Dans la représentation de l'acte amoureux on doit tenir compte de deux facteurs qui lui sont constitutifs, le corps et l'esprit qui doivent être en parfaite symbiose.

La photographie plutôt que le film permet de représenter cette scène sans que l'image produite ne puisse donner de repères temporels. Sans ces repères avec des bribes de corps et des positions supposées « Coït » devient une danse amoureuse où le spectateur crée sa propre chorégraphie.

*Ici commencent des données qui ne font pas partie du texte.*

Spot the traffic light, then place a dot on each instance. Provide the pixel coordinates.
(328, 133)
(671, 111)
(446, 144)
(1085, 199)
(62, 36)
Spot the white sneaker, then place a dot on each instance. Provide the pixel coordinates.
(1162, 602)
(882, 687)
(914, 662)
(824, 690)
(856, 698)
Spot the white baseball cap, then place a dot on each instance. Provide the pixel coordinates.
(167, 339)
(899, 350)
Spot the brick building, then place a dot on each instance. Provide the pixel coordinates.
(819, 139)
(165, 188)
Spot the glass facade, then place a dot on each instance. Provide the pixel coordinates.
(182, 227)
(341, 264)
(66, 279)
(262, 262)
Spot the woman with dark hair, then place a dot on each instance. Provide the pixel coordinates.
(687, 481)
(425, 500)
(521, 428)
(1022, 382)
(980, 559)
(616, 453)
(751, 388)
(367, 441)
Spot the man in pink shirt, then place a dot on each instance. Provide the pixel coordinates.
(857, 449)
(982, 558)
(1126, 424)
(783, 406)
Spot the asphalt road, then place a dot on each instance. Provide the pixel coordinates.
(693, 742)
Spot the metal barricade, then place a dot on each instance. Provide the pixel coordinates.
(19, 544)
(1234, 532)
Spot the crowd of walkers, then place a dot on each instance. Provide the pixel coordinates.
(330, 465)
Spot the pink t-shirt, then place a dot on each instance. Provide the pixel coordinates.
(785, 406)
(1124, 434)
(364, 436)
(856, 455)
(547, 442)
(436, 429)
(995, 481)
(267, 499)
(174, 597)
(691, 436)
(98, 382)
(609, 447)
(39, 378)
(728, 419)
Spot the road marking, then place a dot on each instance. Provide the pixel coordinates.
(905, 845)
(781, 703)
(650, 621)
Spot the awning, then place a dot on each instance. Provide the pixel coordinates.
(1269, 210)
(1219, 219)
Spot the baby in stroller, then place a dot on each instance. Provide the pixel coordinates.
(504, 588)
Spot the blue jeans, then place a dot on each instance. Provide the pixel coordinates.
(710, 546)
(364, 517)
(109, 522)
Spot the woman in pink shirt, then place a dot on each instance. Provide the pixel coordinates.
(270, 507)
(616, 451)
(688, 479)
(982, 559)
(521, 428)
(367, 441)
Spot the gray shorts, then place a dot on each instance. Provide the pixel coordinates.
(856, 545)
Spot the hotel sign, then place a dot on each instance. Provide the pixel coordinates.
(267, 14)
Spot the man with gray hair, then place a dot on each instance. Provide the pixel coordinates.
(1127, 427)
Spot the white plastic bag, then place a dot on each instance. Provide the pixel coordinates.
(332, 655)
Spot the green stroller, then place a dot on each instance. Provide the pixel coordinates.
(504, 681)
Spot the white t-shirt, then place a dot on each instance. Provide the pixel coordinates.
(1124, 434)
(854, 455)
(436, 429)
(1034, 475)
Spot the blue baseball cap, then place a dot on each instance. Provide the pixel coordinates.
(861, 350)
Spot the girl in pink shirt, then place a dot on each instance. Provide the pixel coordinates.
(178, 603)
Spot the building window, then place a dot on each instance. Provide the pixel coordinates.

Par opposition la pornographie impose une vision froide et étroite. Le flou m'a permis de ne pas montrer les corps de manière brute, les amoureux s'enchevêtrent se superposent en se mélangeant pour ne plus former qu'une masse de chaire. Seules quelques parties sont lisibles, une main, une hanche ou une jambe ; des parties de corps visibles juste pour les matérialiser sans les imposer en tant que tel. Des corps bien réels qui ne peuvent pas être identifiés : vous, moi ou eux (tout le monde). Libre face aux canons de beauté traditionnelle.

Une proposition esthétique, libre à vous de fantasmer !

images de la série "Nyctalope"

Et si on se promenait la nuit dans les bois, que resterait-il de nos repères ? Jour sombre, nuit claire, quelle acuité est requise pour s'en sortir ? La série « Nyctalope » de Frédéric Delangle est partie de ce constat : nous sommes privés des cônes de vision qui nous permettraient de voir la nuit. Qu'à cela ne tienne, Frédéric Delangle est parti sur les chemins de campagne découper des morceaux de paysage avec les phares de sa voiture. S'offre au regard une nature autre dont l'aspect familier s'évanouit. Arbre, liane, mare ou cabane se parent d'une épaisseur dramatique. Le banal, naturel, est transfiguré.

La série « Nyctalope » emprunte au cinéma le principe de l'éclairage directionnel. Le paysage nocturne devient un lieu de vertige, les phares isolant une zone réduite de visibilité. Torches à longue portée, ils découpent l'espace et structurent l'image entre un champ lumineux et un champ noir. De ce contraste naît le mystère ; et le nocturne, thème artistique consacré, est rejoué. L'espace diégétique de la photographie met en tension le visible et l'invisible, provoque l'attente et le suspense et excite notre imagination.

Ce n'est pas la première fois que Frédéric Delangle exploite la matière nuit. Déjà dans ses travaux antérieurs, l'obscurité était une composante essentielle. Prétexte à l'intime, dans sa série « Coït », à la visualisation des fantômes, dans sa série « Ahmedabad », le noir cerne parcimonieusement le réel et lui redonne sa part de magie distanciée.